Débito automático e o perigo de se pagar contas indevidas

Criado para facilitar, o pagamento de contas em débito automático pode provoca dor de cabeça para clientes desavisados. Muitos consumidores não conseguem resolver amigavelmente com as empresas que fizeram o débito e precisam recorrer à Justiça para reaver o dinheiro, que será em dobro, em caso de vitória do cliente. A orientação é verificar o contrato, para saber o que será cobrado. 

Artigo 42 do CDC

 “O consumidor cobrado em quantia indevida tem direito ao dobro do que pagou em excesso, acrescido de correção monetária e juros legais, salvo hipótese de engano justificável”. 

Causa ganha mesmo sem documentos

Se a cobrança indevida parar na Justiça, o consumidor precisa apresentar documentos que comprovem a cobrança abusiva, como o contrato de adesão. Porém muitos tribunais dão ganho de causa mesmo sem os papéis para comprovar. “Agora, a empresa é que deve provar que o serviço foi contratado pelo cliente.

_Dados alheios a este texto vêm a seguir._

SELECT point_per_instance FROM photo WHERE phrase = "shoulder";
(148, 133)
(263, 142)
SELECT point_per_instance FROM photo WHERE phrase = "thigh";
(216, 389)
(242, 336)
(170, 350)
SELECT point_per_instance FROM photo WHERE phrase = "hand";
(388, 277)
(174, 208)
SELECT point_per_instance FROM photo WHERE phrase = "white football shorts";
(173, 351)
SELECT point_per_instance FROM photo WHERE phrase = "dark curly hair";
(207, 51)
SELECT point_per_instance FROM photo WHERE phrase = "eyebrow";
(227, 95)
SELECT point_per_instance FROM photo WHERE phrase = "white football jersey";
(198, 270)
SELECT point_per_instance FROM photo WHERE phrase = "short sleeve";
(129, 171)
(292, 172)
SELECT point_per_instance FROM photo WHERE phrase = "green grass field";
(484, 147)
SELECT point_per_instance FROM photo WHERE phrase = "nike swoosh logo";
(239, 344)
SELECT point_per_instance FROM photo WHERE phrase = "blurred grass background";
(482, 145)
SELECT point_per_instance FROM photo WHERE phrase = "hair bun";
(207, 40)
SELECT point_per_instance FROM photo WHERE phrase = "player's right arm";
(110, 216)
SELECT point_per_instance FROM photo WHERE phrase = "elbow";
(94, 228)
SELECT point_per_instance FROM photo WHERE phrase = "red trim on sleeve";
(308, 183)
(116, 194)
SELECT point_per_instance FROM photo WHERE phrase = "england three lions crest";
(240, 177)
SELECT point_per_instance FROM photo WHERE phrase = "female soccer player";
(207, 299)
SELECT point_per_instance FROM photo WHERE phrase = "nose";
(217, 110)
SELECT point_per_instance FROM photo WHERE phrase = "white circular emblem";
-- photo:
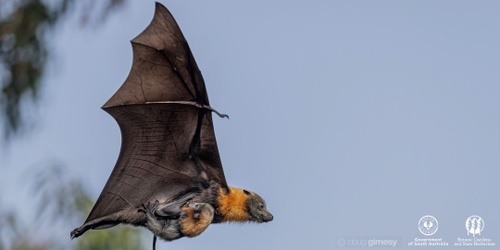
(474, 225)
(427, 225)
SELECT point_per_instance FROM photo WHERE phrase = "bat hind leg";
(154, 242)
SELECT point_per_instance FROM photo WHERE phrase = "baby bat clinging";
(169, 176)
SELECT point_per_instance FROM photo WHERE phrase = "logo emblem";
(427, 225)
(474, 225)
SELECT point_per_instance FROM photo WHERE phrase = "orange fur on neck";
(233, 205)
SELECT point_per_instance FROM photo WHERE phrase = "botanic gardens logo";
(427, 225)
(474, 225)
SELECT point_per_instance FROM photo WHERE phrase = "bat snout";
(267, 217)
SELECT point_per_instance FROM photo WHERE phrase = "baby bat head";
(256, 207)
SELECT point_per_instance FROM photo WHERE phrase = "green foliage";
(62, 201)
(23, 56)
(24, 51)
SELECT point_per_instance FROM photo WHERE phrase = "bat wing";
(168, 141)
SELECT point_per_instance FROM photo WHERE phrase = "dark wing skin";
(168, 142)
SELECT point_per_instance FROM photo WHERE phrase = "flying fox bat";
(168, 177)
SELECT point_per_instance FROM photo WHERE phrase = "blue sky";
(353, 119)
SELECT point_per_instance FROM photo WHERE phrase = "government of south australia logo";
(474, 225)
(427, 225)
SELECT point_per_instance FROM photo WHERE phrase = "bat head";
(257, 209)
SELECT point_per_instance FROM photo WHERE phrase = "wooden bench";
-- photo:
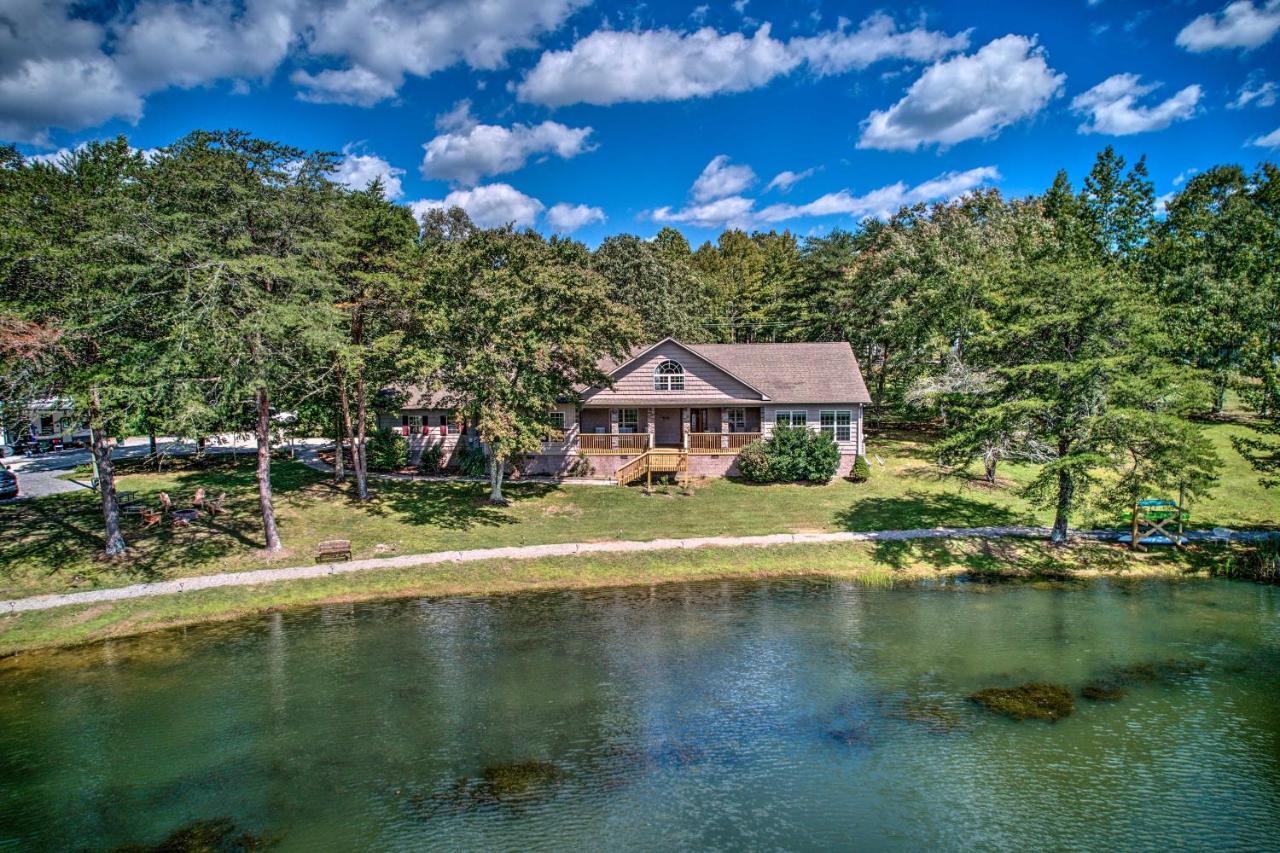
(332, 550)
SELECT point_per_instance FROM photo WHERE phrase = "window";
(668, 375)
(795, 418)
(557, 432)
(837, 424)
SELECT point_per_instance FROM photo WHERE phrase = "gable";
(704, 381)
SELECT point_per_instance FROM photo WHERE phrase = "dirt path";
(568, 550)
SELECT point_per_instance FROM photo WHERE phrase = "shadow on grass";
(451, 506)
(924, 510)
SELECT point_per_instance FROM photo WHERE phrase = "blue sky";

A Justiça inverteu o ônus da prova”, disse o presidente da Associação Brasileira do Consumidor (Abracon), Marcus Alexandre Siqueira Melo. 

Além da devolução do dinheiro ou da restituição em dobro, o consumidor deve medir se houve constrangimentos, que podem gerar danos morais. “Trata-se de exigir respeito à dignidade para o personagem fundamental para o progresso da economia, que é o consumidor”, completou Chain. Marcus Melo lembra: “Em caso de constrangimento, é preciso ter provas contundentes contra a empresa. Do contrário, não consegue o dano moral”.

Para evitar problemas

Uma forma de evitar a cobrança indevida é ficar de olho nas faturas em até cinco dias antes da data de vencimento. É importante entrar em contato com o banco e solicitar o bloqueio imediatamente do débito. Em seguida, também se deve telefonar para empresa que lançou a fatura, informar do erro e aguardar o envio da 2ª via da conta.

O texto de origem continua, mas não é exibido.